I won’t be backing down #PeopleOverPoliticians pic.twitter.com/lYquuKYXeh
— Rep. Marjorie Taylor Greene (@RepMTG) October 12, 2021
Last month Greene was back at it, calling to “shut it down” over the $29 trillion national debt she had just supported with her own money. But when Senate Minority Leader Mitch McConnell cut a debt ceiling deal with Democrats, Greene blasted him as “Biden’s [bitch].” Ex-President Trump posted that burn himself.
And in a floor speech last February, Greene invoked her supposedly hawkish fiscal ideology as among the key reasons she was attracted to Trump’s politics in the first place.
“I thought, ‘Finally, maybe this is someone that will do something about the things that deeply bother me.’ Like the fact that we’re so deeply in debt,” she said. (Trump, however, had just weeks before that speech proved Greene’s hunch very wrong, ending his presidency with a $7.8 trillion debt increase; the 36 percent hike was the third-largest in U.S. history, behind wartime presidents George W. Bush and Abraham Lincoln.)
But the purchase is all the more curious given that this kind of rhetoric from Greene was injecting markets with further risk.
Generally, financial advisers consider T-bills one of the safest possible places to park money, because the government guarantees payment in full. The short-term financial instruments offer a range of maturity options, as short as a month and as long as a year. But because they’re short-term, political games of chicken around the debt ceiling—risking a government default—can, sometimes, turn investors off.
Signs of that aversion were apparent when Greene made her purchase. The day after her investment, the Federal Reserve announced that T-bills set to mature over the next two months had become “modestly elevated as investors reduced exposures to securities that could be at risk for delayed payments”—meaning the market’s appetite for Treasuries had soured at the possibility of default.

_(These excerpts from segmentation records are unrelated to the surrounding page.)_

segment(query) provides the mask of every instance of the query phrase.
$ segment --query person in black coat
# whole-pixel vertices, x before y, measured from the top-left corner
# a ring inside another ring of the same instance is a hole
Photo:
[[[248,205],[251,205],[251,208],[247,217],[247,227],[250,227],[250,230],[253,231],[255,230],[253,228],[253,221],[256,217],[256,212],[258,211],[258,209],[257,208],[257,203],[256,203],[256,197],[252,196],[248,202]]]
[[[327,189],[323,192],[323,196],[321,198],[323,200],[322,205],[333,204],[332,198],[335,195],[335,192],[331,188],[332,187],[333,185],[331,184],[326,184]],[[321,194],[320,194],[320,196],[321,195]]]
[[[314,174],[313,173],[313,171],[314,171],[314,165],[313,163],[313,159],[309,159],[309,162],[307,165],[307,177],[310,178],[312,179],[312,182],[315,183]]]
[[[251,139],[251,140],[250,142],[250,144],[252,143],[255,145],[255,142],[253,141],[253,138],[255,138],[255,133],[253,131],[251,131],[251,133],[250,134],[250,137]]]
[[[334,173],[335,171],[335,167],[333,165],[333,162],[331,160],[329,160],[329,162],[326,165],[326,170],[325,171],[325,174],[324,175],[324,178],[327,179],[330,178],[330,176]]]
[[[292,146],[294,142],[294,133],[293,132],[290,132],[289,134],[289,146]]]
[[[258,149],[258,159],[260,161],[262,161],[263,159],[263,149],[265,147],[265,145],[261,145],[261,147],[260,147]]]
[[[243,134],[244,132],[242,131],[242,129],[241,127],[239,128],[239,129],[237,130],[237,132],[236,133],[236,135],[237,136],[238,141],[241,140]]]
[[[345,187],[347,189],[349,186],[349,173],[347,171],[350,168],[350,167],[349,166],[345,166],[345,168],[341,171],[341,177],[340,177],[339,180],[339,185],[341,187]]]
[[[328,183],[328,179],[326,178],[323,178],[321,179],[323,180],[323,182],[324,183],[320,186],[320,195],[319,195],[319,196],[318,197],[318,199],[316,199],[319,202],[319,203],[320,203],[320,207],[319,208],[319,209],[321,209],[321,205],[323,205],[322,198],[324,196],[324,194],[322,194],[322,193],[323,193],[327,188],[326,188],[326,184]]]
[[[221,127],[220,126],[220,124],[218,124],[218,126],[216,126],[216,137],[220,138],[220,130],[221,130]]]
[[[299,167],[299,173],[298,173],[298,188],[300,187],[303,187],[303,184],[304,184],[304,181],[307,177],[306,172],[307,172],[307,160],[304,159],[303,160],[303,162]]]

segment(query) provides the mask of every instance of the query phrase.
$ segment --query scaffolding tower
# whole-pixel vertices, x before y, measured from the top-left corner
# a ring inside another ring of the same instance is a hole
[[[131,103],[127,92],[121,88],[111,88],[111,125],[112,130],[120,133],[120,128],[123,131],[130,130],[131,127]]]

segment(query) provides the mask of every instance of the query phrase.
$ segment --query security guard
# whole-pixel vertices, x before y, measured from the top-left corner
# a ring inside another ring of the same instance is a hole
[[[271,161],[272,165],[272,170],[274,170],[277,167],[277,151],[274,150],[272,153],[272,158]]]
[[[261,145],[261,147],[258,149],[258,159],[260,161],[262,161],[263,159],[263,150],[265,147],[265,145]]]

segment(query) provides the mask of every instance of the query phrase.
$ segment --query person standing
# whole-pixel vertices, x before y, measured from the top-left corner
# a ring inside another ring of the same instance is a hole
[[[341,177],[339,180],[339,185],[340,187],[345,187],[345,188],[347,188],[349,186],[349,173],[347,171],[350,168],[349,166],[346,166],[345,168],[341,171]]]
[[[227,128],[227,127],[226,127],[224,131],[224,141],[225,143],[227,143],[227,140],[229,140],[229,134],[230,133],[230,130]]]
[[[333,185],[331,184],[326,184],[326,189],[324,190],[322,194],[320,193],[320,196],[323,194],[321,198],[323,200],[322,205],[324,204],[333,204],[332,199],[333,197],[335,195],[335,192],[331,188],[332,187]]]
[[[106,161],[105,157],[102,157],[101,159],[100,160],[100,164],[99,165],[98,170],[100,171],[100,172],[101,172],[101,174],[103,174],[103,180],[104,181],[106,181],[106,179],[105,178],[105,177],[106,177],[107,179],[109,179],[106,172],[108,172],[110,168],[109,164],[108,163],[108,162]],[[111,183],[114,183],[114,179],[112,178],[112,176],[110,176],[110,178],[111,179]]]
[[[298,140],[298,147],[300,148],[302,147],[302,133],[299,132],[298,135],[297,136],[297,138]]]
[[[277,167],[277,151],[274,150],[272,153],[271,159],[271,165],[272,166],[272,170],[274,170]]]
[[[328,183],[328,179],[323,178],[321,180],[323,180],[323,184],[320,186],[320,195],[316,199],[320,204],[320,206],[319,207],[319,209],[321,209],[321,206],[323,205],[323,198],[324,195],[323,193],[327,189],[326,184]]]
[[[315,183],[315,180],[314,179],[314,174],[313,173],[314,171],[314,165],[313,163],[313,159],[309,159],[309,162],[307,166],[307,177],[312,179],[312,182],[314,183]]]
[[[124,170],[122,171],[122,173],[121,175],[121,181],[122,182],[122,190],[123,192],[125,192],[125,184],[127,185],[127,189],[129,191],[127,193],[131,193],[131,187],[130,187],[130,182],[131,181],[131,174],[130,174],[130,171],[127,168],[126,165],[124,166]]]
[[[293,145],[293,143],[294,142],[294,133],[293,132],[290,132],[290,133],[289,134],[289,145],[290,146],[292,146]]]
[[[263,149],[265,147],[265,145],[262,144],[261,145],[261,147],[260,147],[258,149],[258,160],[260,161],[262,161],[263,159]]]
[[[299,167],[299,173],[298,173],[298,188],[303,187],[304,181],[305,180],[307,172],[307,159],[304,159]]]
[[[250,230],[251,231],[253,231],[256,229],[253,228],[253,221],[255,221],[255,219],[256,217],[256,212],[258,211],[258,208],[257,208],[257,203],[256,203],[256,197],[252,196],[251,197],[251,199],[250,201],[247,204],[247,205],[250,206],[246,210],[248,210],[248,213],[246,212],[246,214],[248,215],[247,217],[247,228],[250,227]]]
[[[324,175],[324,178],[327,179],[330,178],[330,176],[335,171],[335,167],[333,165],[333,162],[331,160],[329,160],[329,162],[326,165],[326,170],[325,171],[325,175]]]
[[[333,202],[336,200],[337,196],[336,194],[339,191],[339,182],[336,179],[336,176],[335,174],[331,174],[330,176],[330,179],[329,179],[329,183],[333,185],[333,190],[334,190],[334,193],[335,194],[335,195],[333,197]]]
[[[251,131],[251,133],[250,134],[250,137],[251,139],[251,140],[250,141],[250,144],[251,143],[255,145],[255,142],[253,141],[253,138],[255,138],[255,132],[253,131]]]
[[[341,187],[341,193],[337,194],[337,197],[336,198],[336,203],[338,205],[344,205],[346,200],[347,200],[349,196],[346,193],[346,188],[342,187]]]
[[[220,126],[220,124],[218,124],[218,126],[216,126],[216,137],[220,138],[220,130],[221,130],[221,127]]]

Treasury data also shows that Greene made her investment when T-bill yields were increasing—that is, as investors shied away amid threats that Greene herself was making. Increased yields mean a higher return on the investment. (Greene’s spokesperson would not disclose the maturity date on her T-bills.)
Jim Vogel, executive vice president at FHN Financial, told The Daily Beast that because investors had been burned in prior debt-ceiling cage matches, they began to look elsewhere in the fall when the clock began running out, leading to the bounce in yields. However, Vogel said, that didn’t necessarily mean that GOP hostage-taking had prompted genuine fears of default.
“Most of the reaction this time was less about fear of getting repaid, and more about fear of explaining why you took the risk,” Vogel explained. He observed that this was a “milder episode” of uncertainty, because investors understood that full Democratic control of Congress and the White House “could allow Democrats to act unilaterally if it came down to a default scenario.”
Guy Lebas, chief fixed-income strategist at Janney, explained that, while the T-bill market did see a bump, the government instruments are stable and don’t experience the same swings as short-term private investments, such as stocks. “If you’re not buying in the billions, vacillations in yields have a very small impact on returns,” Lebas said.
But Ben Edwards, a securities expert at the University of Nevada Las Vegas William S. Boyd School of Law, pointed out that the debt-ceiling showdown still created a great deal of uncertainty, and any uncertainty puts capital at risk generally.
“Ironically, Marjorie Taylor Greene and friends are the risk,” Edwards said. “But at the same time, Treasuries are always a safe bet. The U.S. government is more likely to pay debt than Apple.”
Disclosures also show the Greenes bought between $15-001 and $50,000 in Apple stock last year.